Quando para lá foi o Toino Barrão, já lá estava encostado, para o lado do Atlético, a oficina de latoaria do Francisco Quartilho, que depois foi do filho Joaquim Quartilho e depois do Zé Filipe (dificilmente quem tem menos de 40 anos se lembra do Zé Filipe no Largo), uma dinastia de latoeiros que terminou no Zé Pereira, já nos Casais Novos.
O s’Toino e a menina Celeste trabalharam juntos na loja e taberna e viram o negócio florescer. Tinham muita clientela, muitos amigos e a localização era a melhor. O Toino Barrão foi aumentando o seu património através da compra das casas vizinhas, tanto na rua do Correio como na Rua de Santo António. Aconteceu com o espaço do funileiro (actual policlínica), do alfaiate (Toino Alfaiate, ou António Reis Lopes, que passou para o Zé Piteira na década de 60, situada logo a seguir, onde abriu mais tarde a papelaria Neulara e hoje está o Barbeiro Tomé). Acabou por ficar com toda a esquina, desde o Atlético até ao Xico das Mobílias.

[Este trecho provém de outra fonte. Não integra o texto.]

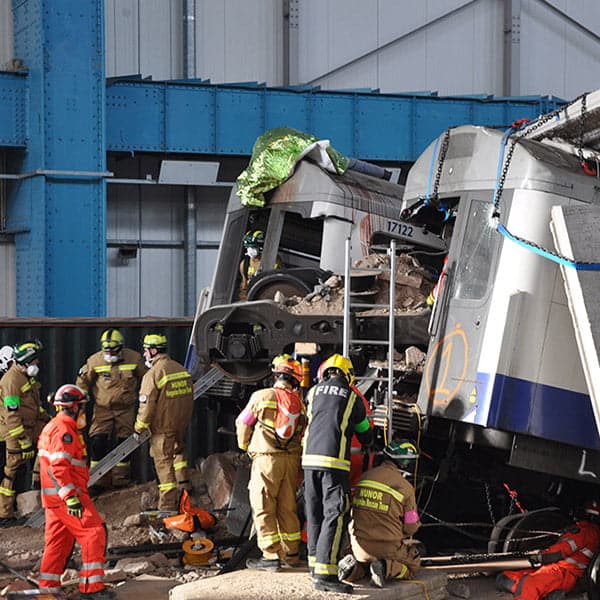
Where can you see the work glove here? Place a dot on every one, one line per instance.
(27, 449)
(74, 507)
(535, 559)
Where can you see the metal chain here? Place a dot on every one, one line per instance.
(489, 503)
(515, 138)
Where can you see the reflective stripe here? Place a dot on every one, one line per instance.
(64, 491)
(16, 431)
(50, 576)
(316, 460)
(172, 377)
(382, 487)
(11, 401)
(92, 566)
(576, 563)
(403, 573)
(325, 569)
(165, 487)
(91, 579)
(55, 456)
(268, 539)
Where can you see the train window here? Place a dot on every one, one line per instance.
(473, 268)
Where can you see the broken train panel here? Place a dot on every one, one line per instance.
(503, 367)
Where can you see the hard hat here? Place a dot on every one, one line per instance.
(155, 340)
(254, 238)
(402, 452)
(592, 509)
(27, 352)
(284, 364)
(6, 356)
(341, 364)
(111, 340)
(68, 395)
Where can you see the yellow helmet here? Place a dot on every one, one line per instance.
(341, 364)
(111, 339)
(155, 340)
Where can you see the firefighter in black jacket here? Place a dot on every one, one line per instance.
(335, 413)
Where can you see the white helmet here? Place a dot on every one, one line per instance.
(6, 356)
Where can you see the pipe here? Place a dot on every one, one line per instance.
(189, 39)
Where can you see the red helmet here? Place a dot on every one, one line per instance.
(286, 365)
(69, 395)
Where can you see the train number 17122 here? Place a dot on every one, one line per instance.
(400, 228)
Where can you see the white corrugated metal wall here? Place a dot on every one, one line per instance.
(449, 46)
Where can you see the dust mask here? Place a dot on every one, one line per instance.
(81, 420)
(32, 370)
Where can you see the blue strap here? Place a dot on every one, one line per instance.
(553, 257)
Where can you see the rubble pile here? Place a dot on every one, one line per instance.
(413, 285)
(122, 509)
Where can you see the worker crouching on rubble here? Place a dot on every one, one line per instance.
(112, 376)
(384, 517)
(556, 570)
(270, 428)
(70, 513)
(165, 407)
(335, 413)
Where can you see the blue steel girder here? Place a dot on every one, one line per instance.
(13, 90)
(224, 119)
(58, 214)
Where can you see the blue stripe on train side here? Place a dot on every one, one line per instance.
(544, 411)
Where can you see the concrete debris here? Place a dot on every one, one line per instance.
(413, 285)
(458, 589)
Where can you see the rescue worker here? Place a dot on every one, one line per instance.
(384, 517)
(556, 569)
(250, 265)
(112, 375)
(70, 513)
(165, 407)
(334, 414)
(275, 465)
(22, 418)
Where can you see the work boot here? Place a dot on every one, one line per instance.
(504, 583)
(263, 564)
(330, 583)
(377, 568)
(556, 595)
(346, 566)
(292, 561)
(104, 594)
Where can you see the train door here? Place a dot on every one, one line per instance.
(451, 378)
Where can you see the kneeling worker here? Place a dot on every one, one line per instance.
(384, 516)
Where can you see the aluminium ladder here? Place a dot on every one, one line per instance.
(349, 341)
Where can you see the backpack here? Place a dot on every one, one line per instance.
(290, 416)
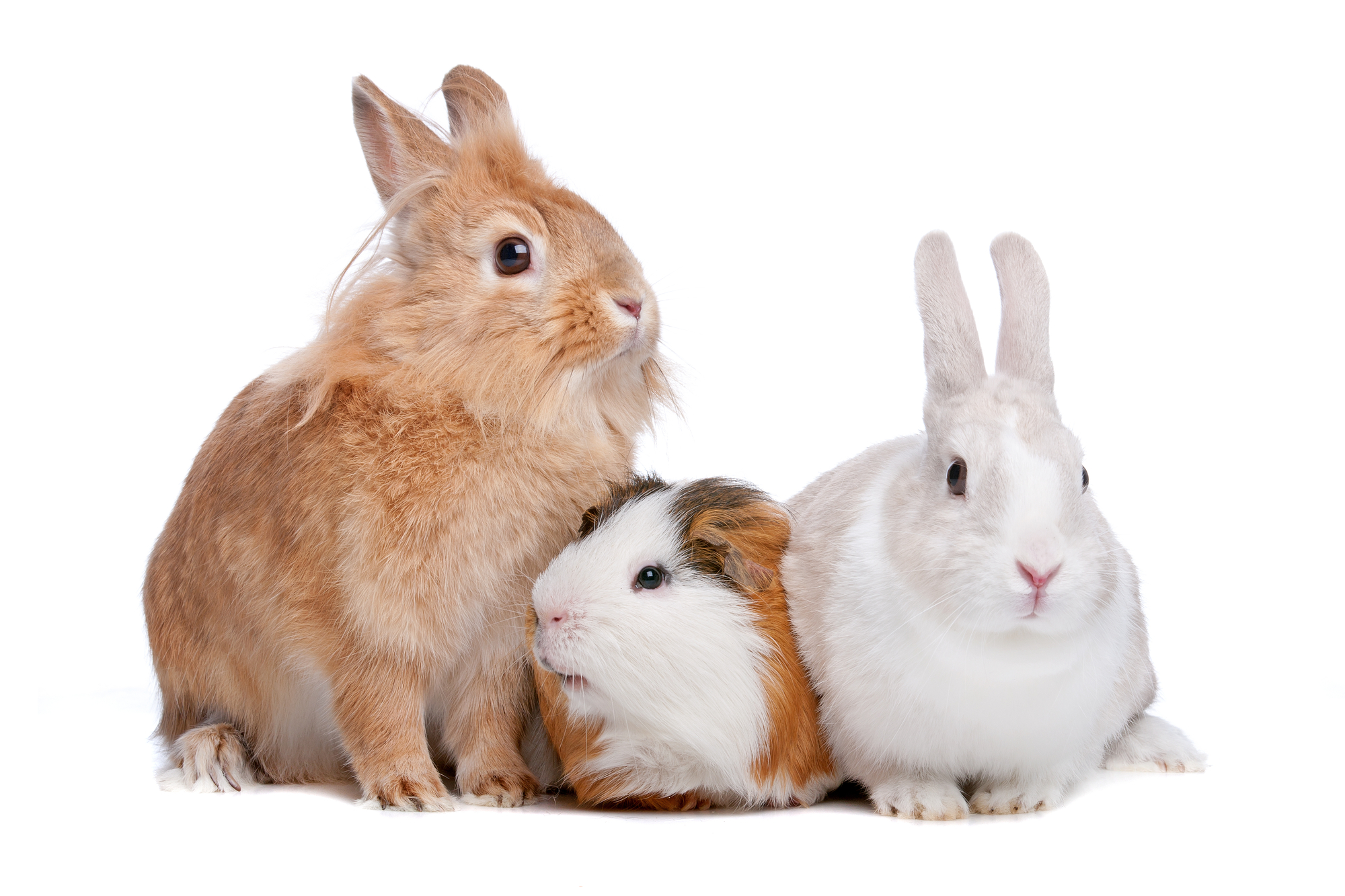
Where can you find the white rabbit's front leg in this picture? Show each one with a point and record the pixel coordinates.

A primeira taberna era encostada ao latoeiro, onde agora é uma casa de habitação, e tinha acesso interior por escadas à parte da mercearia, que corresponderia sensivelmente ao actual bar do Rainha, terminando no arco, que era uma parede com uma porta para um armazém. Mais tarde, trocou-se o armazém pela taberna e esta ficou maior. Entrava-se na mercearia pelo Largo da Igreja Velha e para a taberna pela rua principal e, por dentro, a clássica ligação entre as duas. Na taberna, o balcão ficava ao fundo, perpendicular à porta para a mercearia, onde havia um banco encostado à parede e a tulha da aveia e da cevada, que estava no lado da taberna em vez de na mercearia. Ao fim do dia, enchia-se de homens.
Havia uns bancos individuais espalhados pelo espaço e a mesa quadrada da sueca e dos jornais. Vinho, bebidas brancas e gasosas. A filha mais nova do casal, Brígida Luz, aviou muito na mercearia e na taberna, mesmo quando estudava em Coimbra vinha trabalhar a casa aos fins-de-semana. Recorda-se de sentir a ambiguidade da sua identidade, enquanto ocupante de papéis sociais, conforme o sítio onde estava. Na escola era a filha de um taberneiro, em Riachos era a menina que andava no colégio.
Lembra-se de, ao domingo, toda a gente ir ouvir a bola no rádio e dos homens entrarem com uma “pontita de bacalhau ou um peixito frito ou uma pontita de toucinho” para acompanhar. O pai matava porcos todas as semanas, por isso toucinho havia sempre. Os enchidos, muito bem curados, tinham muita procura.
Ao longo das décadas de 40, 50, 60 e princípios da de 70 a vida era repartida entre a loja e o actual espaço do Mamma Mia, que era o quintal - havia um corredor que passava por detrás do barbeiro. Ao redor do pátio havia uma cozinha, a casa da carne, galinheiros, um poço e um “palheiro” onde se fazia e guardava o vinho e a água-pé. As mulheres vinham ao fim da semana para fazer os enchidos, depois da matança semanal. No interior daquele portão misturava-se o trabalho com o “conhaque”, produzia-se ali muita coisa para vender na loja, mas produziam-se também muitas das vivências que ficaram gravadas nas memórias das gentes, nomeadamente as farras com os amigos. O palheiro onde estavam as dornas do vinho era muito frequentado, “era sempre um rodopio de convívio”, recorda a filha Brígida.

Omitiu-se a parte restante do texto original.